Veolia percevra 251 250 $ par mois pour 15 équivalents temps plein et les réparations, plus des frais uniques de démarrage et de transition de 270 000 $, dans le cadre d'un contrat de six mois renouvelable jusqu'à six fois un mois, selon Rhode Island Current. Il s'agit d'une grille tarifaire O&M, et non d'un coût de construction neuve : la comparaison doit se faire sur l'effectif, pas sur des prix unitaires de construction.
Pourquoi Woonsocket change-t-elle d'opérateur après 14 ans ?
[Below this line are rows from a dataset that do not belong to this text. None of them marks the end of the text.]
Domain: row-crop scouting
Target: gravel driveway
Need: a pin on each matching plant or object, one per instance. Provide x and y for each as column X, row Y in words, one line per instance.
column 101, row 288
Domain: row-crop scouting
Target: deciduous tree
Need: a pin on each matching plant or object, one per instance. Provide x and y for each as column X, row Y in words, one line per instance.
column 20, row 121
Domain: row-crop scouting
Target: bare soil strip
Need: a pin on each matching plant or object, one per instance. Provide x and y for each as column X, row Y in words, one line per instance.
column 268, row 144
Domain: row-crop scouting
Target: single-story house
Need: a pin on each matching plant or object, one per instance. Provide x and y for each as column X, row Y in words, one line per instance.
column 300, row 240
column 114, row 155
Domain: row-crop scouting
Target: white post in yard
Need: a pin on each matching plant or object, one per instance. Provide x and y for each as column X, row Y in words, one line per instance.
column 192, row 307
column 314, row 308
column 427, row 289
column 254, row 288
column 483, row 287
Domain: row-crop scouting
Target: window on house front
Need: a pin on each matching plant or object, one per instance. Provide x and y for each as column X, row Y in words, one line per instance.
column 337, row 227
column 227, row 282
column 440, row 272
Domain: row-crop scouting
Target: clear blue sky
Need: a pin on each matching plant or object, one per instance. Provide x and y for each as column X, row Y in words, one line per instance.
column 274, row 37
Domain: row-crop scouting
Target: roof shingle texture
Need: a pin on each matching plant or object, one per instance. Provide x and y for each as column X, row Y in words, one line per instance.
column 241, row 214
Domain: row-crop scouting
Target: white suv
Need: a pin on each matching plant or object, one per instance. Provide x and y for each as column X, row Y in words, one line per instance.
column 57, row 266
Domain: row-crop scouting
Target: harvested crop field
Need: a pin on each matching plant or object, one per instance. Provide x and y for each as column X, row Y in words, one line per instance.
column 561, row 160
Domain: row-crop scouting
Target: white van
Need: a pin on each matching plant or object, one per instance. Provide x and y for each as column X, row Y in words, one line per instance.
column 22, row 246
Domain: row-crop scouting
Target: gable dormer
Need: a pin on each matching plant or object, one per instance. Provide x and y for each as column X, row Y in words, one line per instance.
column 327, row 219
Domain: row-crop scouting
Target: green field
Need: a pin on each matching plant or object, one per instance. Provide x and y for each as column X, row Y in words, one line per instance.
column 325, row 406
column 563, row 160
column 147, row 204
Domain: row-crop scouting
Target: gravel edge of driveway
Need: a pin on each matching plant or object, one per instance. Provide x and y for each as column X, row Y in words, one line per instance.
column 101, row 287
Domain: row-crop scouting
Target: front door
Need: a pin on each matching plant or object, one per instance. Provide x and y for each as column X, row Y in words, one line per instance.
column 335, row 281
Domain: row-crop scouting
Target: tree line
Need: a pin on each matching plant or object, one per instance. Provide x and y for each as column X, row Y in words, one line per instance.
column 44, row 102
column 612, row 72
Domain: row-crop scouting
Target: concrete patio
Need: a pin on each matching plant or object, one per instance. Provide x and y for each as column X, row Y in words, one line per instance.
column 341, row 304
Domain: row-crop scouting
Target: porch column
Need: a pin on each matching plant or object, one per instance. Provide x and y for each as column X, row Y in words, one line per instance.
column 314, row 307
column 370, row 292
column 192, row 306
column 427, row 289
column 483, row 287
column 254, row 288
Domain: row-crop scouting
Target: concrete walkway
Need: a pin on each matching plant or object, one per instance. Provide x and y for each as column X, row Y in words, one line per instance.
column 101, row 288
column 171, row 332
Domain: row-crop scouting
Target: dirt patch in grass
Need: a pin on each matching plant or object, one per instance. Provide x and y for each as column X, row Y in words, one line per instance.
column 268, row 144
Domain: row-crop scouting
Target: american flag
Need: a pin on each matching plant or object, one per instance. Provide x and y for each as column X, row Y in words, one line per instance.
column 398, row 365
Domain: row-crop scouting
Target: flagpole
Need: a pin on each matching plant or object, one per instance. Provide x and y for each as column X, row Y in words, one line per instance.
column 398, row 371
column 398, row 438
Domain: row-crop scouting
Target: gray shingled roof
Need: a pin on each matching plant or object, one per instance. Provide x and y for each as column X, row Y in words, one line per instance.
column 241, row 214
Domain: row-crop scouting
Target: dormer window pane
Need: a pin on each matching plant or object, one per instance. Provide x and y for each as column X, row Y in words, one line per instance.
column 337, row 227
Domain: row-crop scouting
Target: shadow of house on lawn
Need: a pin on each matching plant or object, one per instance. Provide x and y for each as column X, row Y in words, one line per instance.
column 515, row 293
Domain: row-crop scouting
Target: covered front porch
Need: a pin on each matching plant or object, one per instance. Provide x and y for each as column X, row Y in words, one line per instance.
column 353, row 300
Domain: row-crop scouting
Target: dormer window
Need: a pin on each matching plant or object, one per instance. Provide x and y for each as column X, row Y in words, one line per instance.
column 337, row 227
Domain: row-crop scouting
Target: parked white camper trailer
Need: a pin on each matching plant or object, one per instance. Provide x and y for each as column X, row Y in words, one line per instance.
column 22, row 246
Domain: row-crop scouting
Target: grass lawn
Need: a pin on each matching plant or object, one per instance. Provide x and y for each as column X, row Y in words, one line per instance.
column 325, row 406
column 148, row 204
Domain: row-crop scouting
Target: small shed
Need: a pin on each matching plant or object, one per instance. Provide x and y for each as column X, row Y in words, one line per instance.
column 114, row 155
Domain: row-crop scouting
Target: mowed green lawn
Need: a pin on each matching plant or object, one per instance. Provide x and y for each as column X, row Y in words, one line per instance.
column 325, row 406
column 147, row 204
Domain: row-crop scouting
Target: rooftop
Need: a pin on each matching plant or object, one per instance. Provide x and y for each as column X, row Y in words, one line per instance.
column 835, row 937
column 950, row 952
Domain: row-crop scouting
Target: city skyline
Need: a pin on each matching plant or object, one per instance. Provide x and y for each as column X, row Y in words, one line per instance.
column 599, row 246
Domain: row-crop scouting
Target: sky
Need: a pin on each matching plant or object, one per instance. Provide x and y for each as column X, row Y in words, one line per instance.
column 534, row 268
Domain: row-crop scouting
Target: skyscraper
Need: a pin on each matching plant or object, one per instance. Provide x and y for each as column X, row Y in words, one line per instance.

Jacobs Engineering résilie son contrat de 20 ans signé en 2012, avec huit ans d'avance, en invoquant un litige de 2024 lié à des paiements mensuels en retard. La ville reconnaît des paiements manqués, mais qualifie cet oubli d'« erreur administrative », selon Rhode Island Current. Veolia, qui exploitait la station avant Jacobs, devient l'opérateur de transition.
Quel avenir pour l'incinérateur de boues de Woonsocket ?
Les responsables municipaux ont réaffirmé leur volonté de fermer cet incinérateur de boues de 50 ans, mais un arrêt définitif dépend de la mise en place d'une filière alternative de traitement des biosolides. Le projet de cession de la station à la Narragansett Bay Commission, avec orientation des boues vers une installation de pyrolyse à North Kingstown, a échoué, selon Rhode Island Current et The Providence Journal.
Quel délai réaliste pour une filière alternative de traitement des boues ?
Aucun des deux médias n'indique de délai de construction ou de mise en service pour une installation alternative. À titre indicatif, une filière non thermique comme le séchage poussé couplé à une valorisation hors site, le chaulage ou une alternative thermique régionale nécessite en général plusieurs années de procédures, d'achat et de construction après choix de la technologie ; cette fourchette est indicative et ne provient pas des sources.